La storia, pubblicata nel numero di Toscana Oggi in uscita in questi giorni, racconta di una ragazzina calabrese rimasta incinta a soli quindici anni e per questo osteggiata dal padre, ma non dalla madre che riesce, anche grazie a un’amica infermiera che vive a Firenze, a farla arrivare a Casa Speranza a Settignano, una casa famiglia per ragazze madri tuttora esistente. La bambina viene data in adozione e Anna torna in Calabria, dove resta solo fino alla maggiore età quando, grazie ancora all’aiuto della madre, torna nel capoluogo toscano per iscriversi al Conservatorio e successivamente diplomarsi.
Valentina, intanto, è cresciuta in una bella famiglia adottiva.
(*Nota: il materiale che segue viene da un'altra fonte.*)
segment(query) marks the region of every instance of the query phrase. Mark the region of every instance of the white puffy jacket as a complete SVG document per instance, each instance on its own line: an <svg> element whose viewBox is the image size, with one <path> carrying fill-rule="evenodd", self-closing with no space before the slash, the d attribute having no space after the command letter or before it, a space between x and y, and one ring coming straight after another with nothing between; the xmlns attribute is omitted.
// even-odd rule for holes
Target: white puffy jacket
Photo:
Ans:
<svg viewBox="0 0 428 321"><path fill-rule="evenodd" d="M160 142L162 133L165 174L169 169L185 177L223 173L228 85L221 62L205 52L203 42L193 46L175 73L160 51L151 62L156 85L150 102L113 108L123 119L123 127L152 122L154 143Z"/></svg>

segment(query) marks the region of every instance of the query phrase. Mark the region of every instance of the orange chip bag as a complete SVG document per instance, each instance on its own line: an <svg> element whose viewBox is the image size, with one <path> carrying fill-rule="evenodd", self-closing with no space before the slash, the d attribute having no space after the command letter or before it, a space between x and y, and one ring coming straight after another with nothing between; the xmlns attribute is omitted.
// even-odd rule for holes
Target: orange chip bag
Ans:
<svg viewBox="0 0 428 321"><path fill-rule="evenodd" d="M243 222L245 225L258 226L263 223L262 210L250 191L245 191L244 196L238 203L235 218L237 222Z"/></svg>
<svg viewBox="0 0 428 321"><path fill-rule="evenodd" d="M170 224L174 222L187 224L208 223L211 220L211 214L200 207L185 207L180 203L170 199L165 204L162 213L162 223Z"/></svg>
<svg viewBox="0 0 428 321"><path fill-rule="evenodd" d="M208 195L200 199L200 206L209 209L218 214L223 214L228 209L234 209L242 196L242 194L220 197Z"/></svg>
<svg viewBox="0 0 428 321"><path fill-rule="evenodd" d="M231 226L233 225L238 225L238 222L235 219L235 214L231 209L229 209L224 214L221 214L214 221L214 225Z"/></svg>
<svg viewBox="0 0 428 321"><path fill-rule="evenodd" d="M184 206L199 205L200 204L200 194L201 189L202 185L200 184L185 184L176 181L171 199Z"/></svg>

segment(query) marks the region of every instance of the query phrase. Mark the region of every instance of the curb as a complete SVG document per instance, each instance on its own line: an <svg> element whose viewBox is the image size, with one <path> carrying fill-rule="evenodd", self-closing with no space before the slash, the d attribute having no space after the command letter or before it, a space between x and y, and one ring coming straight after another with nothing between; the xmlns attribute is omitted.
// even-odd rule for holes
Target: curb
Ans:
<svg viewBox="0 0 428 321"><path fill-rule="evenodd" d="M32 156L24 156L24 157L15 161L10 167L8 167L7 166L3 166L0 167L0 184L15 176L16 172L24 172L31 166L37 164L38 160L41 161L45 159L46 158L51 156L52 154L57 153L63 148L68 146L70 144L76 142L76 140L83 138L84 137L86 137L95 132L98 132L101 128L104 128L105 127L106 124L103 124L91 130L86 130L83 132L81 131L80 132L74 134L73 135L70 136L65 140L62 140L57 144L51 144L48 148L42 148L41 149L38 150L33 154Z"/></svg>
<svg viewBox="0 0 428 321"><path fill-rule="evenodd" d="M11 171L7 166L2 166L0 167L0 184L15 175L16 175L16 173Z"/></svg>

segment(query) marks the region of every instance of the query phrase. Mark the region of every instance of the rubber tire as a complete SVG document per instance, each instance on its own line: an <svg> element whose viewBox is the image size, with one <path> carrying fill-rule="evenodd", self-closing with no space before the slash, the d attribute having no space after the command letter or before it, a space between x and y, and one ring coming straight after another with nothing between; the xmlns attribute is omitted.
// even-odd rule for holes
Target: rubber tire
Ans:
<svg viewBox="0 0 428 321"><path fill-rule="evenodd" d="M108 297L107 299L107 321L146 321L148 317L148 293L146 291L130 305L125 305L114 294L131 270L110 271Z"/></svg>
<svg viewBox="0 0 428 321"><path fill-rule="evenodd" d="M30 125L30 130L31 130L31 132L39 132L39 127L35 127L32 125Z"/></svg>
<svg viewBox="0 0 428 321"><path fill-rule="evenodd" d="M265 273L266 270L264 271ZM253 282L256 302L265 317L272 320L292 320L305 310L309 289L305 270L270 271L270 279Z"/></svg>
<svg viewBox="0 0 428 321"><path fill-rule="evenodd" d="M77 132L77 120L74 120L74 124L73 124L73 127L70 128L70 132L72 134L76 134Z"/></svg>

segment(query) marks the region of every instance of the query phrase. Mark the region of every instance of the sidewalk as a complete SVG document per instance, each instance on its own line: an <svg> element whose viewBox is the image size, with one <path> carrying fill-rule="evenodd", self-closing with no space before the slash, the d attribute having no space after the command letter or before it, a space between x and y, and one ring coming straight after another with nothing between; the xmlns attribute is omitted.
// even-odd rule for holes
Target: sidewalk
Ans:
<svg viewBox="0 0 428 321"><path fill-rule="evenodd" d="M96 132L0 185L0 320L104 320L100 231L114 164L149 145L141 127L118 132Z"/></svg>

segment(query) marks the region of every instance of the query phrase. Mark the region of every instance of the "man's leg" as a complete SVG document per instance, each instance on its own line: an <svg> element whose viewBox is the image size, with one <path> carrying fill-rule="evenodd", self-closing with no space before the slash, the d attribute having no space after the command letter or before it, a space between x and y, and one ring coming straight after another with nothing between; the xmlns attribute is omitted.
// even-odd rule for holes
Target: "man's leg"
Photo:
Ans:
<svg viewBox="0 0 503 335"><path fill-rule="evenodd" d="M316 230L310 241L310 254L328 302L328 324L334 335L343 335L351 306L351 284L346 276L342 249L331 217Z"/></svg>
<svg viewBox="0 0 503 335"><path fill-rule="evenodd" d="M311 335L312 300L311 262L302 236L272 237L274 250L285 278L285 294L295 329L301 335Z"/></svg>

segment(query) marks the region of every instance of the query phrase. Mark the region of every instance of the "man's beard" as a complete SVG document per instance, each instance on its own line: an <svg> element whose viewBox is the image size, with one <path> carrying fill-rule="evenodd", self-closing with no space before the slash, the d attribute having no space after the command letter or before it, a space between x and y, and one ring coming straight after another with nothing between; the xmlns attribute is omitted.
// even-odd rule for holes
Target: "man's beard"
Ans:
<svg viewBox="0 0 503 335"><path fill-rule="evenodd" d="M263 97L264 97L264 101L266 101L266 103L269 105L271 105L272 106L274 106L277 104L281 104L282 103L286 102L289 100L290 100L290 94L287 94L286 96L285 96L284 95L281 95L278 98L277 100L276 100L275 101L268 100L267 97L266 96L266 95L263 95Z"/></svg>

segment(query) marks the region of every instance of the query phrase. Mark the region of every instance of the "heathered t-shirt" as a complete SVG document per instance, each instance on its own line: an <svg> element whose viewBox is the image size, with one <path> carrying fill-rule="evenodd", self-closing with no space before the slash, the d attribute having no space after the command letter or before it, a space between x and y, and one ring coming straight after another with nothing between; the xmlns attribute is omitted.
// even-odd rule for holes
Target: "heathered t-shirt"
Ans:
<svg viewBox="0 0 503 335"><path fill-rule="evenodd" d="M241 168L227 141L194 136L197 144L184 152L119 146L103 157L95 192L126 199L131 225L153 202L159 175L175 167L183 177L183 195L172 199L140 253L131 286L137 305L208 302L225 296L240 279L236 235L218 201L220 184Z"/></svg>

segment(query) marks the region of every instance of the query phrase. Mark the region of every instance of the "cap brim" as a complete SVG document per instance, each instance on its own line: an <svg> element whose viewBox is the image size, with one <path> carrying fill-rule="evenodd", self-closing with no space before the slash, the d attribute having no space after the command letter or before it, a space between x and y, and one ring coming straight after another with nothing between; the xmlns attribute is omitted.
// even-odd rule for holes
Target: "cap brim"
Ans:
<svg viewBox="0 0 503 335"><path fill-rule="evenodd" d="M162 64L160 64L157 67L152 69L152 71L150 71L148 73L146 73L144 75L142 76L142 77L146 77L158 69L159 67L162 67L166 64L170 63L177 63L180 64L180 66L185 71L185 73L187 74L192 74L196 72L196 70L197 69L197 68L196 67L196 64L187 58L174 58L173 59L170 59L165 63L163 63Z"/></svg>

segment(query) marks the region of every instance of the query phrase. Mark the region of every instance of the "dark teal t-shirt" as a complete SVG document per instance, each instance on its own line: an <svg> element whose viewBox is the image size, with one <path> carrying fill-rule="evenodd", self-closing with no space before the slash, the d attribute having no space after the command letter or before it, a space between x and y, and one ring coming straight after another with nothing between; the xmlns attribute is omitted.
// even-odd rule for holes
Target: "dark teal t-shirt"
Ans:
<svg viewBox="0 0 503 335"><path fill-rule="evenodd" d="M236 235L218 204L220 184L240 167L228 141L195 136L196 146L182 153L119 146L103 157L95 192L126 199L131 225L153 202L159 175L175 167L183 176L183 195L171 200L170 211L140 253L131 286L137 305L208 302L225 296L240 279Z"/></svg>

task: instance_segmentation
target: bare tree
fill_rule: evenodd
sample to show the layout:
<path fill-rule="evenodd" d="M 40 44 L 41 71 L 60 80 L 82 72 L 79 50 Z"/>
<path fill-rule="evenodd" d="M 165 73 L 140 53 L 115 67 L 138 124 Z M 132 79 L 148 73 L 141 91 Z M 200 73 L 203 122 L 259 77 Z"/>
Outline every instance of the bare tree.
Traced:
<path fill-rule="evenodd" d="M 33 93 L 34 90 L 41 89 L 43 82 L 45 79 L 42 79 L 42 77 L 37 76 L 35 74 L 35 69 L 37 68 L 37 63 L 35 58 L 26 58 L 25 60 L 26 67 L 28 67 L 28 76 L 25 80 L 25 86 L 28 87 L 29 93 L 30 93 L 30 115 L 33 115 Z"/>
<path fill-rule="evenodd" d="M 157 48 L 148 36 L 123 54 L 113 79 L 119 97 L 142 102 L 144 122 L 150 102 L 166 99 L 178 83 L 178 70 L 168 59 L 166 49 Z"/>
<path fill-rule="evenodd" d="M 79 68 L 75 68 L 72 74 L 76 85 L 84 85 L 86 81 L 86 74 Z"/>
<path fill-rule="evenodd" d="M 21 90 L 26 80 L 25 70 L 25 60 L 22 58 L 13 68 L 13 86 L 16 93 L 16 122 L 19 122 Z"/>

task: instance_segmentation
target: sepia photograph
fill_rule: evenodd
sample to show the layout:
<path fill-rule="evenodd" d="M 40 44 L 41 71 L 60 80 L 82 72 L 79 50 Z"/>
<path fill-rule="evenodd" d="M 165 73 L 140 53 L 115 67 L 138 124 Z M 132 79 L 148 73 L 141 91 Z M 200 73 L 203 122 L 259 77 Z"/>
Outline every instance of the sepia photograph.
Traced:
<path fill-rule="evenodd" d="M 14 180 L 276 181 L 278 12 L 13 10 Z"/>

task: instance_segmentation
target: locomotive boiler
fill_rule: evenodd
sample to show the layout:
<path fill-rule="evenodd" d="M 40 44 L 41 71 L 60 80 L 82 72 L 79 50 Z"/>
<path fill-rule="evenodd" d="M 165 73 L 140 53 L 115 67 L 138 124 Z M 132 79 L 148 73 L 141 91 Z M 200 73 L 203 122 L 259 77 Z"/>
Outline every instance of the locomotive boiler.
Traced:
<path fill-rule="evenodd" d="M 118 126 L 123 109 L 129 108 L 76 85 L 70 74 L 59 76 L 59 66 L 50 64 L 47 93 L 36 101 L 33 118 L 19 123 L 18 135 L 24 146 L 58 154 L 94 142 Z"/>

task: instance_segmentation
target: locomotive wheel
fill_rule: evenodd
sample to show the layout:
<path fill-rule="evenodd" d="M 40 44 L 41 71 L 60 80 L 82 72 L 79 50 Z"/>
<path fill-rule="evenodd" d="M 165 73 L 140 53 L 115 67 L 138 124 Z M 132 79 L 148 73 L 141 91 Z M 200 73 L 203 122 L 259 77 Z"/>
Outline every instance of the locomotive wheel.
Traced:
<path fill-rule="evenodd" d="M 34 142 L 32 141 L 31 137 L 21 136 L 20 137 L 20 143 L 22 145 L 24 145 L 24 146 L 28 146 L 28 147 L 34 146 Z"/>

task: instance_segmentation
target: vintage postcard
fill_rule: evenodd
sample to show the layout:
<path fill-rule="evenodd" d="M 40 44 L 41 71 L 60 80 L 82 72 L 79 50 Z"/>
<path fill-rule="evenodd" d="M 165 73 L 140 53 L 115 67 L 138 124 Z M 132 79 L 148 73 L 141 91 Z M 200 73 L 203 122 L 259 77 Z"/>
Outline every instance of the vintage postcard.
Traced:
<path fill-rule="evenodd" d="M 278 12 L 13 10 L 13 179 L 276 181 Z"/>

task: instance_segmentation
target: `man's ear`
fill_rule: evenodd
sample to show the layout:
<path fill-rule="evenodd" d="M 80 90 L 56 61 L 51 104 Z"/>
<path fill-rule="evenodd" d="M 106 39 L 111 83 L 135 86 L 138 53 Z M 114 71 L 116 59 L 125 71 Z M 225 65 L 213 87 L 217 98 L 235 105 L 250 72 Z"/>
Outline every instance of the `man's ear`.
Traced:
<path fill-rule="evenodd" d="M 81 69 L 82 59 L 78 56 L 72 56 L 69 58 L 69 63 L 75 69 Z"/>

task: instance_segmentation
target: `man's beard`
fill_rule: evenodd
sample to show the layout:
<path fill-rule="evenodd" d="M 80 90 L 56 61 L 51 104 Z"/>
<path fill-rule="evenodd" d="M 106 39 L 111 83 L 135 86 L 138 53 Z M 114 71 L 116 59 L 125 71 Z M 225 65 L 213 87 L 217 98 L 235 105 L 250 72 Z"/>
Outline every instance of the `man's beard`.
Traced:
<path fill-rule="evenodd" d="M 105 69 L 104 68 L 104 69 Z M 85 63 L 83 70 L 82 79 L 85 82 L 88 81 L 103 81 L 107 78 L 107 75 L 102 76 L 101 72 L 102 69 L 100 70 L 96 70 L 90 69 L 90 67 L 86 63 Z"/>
La scoperta di essere stata adottata la getta nella paura di poter essere improvvisamente reclamata e portata via dai suoi affetti. Presa poi consapevolezza che questo non sarebbe potuto accadere, a prevalere è il desiderio di conoscere le proprie origini, ma quando richiede l’estratto dell’atto di nascita scopre che vi è scritto “da donna che non consente di essere nominata”. Anna intanto pensava spesso alla sua bambina ma sapeva che per legge non l’avrebbe potuta rintracciare.
Nel 2014 Valentina, a sua volta divenuta mamma a 34 anni, viene a sapere che la legge è cambiata e si rimette in moto. Il cammino sarà ancora lungo e alla fine, come racconta nei dettagli l’articolo su Toscana Oggi, il 24 marzo 2023, il tanto atteso incontro. “C’è stata subito un’intesa bellissima”, spiega Anna, e aggiunge: “Un genitore biologico che ritrova un figlio dopo 30, 40 anni non può togliere nulla alla famiglia adottiva. È una felicità indescrivibile”. “Per quanto una persona possa avere una storia di adozione felice – aggiunge Valentina – a un certo punto della vita conoscere le proprie origini diventa un bisogno da affrontare. Questo presente ci permette di fare pace con un passato che inevitabilmente ha creato dolore a entrambe”.